Как только князь Ромодановский закончил говорить, от соборной площади послышались выстрелы барабаны и пушечная пальба. Вбежавший подьячий возвестил, что в Кремль опять вошли стрельцы и требуют выдать им Зотова головой. Послали думных дьяков Украинцева и Шакловитого объявить стрельцам вину Хованского. Но те не утихомирились и потребовали подтверждения от царей.

И Царица, и Софья не хотели выходить на крыльцо перед простолюдинами. Просили теперь Патриарха и больших бояр усовестить смутьянов. Но и это не помогло. На площади кричали, что цари погибли и сейчас бояре неправды будут вершить. Обещались, если не покажут им государей, то силой войдут в палату и всех бояр порежут.

По думе прокатился вздох страха. Один лишь Таратуй стоял подбоченясь, ожидая, когда цари его попросят усмирить стрелецкое войско, и он продиктует свои условия. Позволить такое ему я не мог. Учителя Таратуй спасать не будет.

Испугав всех, я сам встал и, не говоря ни слова, пошёл к выходу на красное крыльцо. Попытавшийся было меня перехватить Борис Голицын, встретил мой яростный взгляд и отступил. За мной потянулись Иван, царица и все остальные.

Через широко распахнутые двери я вышел к толпе. Остановился у начала золотой лестницы, ровно там, где стоял 15 мая и смотрел на расправу над верными мне людьми. Под крыльцом прокатилась волна удивления. Из-за высоких перил меня было едва видно, поэтому я поискал глазами, на что бы встать. Выручил Борис Голицын, отобравший по пути у стременных барабан и подсунув мне под ноги. Взобрался и окинул площадь. Людское море бурлило внизу, казалось, что раскинь руки и можно взлететь над ним. Немного растерялся: что говорить, зачем говорить, как они меня будут слушать? Я ведь никогда не выступал перед большой аудиторией. Но отступать было некуда, если сдадим Учителя, то Хованский и Милославские поймут, что могут делать с нами что угодно. Вздохнул поглубже и громко, стараясь не дать петуха, выкрикнул:

— Стрельцы!

Площадь вздохнула.

— Люди московские!

Опять шевеление людского моря. Я, как в день венчания на царство, почувствовал внимание тысяч глаз.
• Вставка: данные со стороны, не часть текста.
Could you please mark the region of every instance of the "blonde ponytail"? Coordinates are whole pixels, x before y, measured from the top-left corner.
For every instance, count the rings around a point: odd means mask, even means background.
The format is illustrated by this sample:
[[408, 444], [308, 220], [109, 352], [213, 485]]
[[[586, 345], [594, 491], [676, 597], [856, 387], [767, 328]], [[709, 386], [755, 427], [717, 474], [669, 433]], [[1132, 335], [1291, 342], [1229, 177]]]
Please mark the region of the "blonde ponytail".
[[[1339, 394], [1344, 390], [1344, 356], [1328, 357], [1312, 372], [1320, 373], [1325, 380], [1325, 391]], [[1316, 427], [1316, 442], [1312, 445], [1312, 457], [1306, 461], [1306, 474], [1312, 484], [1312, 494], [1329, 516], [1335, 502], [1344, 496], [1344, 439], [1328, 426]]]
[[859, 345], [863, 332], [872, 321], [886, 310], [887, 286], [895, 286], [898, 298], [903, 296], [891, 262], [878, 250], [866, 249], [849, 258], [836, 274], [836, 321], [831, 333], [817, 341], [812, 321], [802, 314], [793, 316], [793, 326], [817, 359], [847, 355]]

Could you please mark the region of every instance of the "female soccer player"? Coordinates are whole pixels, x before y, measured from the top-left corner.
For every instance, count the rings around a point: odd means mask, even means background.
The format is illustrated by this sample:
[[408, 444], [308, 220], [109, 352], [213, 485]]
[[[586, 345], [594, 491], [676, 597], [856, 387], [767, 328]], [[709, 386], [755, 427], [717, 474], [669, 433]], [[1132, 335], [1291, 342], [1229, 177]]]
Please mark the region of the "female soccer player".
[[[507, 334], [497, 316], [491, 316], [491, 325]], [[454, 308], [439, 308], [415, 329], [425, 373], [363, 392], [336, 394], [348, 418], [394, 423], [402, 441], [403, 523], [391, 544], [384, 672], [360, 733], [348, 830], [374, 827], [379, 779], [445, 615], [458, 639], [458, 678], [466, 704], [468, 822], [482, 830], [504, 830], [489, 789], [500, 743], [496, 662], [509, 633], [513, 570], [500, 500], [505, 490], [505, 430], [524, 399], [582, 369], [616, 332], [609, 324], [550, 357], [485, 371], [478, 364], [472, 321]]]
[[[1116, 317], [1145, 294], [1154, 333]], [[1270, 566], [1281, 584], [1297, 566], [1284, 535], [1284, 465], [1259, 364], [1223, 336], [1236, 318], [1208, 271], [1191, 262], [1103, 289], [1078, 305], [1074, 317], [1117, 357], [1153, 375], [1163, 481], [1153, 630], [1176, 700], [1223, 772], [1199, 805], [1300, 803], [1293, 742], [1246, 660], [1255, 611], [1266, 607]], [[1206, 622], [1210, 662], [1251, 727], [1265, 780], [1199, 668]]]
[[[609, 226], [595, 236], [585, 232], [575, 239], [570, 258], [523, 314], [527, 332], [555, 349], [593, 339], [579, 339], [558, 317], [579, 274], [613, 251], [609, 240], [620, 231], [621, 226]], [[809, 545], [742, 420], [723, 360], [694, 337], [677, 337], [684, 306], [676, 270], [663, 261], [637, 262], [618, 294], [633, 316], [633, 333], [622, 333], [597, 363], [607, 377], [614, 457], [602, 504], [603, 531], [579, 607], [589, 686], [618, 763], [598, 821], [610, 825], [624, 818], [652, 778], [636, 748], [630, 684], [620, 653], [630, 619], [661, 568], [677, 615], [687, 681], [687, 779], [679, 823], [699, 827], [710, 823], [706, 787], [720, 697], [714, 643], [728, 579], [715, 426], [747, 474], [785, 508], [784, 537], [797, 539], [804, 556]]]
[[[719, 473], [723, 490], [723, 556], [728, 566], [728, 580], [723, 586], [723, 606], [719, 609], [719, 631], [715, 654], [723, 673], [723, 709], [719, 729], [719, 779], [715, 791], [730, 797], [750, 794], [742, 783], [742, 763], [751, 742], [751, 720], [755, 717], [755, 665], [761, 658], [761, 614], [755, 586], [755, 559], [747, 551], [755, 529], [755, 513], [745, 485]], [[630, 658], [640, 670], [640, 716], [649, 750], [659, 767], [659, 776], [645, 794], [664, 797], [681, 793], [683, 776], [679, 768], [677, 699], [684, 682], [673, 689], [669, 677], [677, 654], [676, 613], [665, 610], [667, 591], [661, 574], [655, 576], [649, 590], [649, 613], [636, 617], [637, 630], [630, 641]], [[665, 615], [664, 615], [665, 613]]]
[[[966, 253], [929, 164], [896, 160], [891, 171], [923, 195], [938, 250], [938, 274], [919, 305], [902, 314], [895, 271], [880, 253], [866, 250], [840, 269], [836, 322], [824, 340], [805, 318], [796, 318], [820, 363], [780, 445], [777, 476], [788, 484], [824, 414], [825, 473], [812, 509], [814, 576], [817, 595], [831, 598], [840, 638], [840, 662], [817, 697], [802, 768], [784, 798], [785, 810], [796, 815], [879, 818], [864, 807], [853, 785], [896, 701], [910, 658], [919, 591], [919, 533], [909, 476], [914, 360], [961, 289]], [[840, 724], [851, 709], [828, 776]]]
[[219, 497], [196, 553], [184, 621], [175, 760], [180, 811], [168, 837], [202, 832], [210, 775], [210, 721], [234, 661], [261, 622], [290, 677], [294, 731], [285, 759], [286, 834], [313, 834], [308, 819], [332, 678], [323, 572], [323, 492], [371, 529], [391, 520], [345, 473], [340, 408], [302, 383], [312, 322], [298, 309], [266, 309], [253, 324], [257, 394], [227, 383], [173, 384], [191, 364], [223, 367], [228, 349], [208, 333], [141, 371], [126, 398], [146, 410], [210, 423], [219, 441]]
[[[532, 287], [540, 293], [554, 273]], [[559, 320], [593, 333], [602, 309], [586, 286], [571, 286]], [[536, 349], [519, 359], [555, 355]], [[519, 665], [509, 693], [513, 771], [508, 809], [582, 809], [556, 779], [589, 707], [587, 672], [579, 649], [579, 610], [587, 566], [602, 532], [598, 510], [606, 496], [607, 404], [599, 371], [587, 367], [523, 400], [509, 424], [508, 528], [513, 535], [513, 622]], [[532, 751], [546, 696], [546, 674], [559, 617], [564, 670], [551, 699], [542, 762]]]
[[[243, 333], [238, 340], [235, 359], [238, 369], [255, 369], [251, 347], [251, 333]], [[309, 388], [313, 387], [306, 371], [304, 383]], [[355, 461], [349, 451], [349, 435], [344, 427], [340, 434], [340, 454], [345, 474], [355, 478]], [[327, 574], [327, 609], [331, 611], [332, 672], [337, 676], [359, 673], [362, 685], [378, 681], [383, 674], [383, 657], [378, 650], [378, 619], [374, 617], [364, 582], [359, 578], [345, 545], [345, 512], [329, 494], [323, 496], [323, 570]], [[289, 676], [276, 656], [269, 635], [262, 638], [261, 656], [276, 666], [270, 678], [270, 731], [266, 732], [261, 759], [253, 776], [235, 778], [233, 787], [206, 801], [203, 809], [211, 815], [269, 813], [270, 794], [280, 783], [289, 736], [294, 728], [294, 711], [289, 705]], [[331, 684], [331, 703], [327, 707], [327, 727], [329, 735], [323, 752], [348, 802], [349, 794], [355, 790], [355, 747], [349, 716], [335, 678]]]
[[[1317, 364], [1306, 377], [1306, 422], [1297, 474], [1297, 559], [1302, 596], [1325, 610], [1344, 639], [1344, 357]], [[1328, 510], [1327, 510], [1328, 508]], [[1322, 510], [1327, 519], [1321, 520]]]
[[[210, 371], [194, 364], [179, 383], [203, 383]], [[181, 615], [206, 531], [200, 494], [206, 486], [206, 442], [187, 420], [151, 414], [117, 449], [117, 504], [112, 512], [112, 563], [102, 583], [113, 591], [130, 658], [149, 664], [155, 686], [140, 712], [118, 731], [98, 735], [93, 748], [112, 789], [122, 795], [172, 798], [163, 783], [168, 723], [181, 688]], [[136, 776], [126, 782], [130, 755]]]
— Вы опора царства Русского. Вы верно служили моему отцу и брату. За многие заслуги ваши столб стоит на Красной площади. Почто вы сейчас пришли без чести к государям? Разве позволено приходить так, незваным в Кремль, да бесстыдством отвечать большим людям, вышедшим к вам с милостью и царской вестью? Кто вам сказал, что государи угорели в пожаре? Вот я. Вот брат мой старший и любимый Иван, — я указал на ставшего рядом со мной царя. — Разве есть в чем вина наша? Разве не дали мы вам серебра на прокорм? Что вы смуту починаете и Москву волнуете? Кто из вас ответит?

Уф! Успокоились немного, слушают.

— Кто говорить будет от вас? Кто в думу пойдёт?

Толпа заволновалась. Послышались крики: "Хованский! Пусть князь Хованский будет!"

— Хованский? Таратуй? Чем мил вам этот боярин? Тем, что мутит и супротив святой церкви поднимает верных слуг государевых? Тем, что желает выйти в новые цари и на жизнь государей помышляет?

Опять шум внизу. "Кто замышляет? Хованский всегда за стрельцов!" Но как-то неуверенно.

— А ведомо ли вам, слуги наши верные, что пожар ночной во дворце царском Ивашка Хованский и устроил? По его наущению пришли тати и разбили подарок мне даренный. Да масло светильное разлили и запалили. Нашли мы вора, и сознался он. Покаялся перед государями и показал на Таратуя!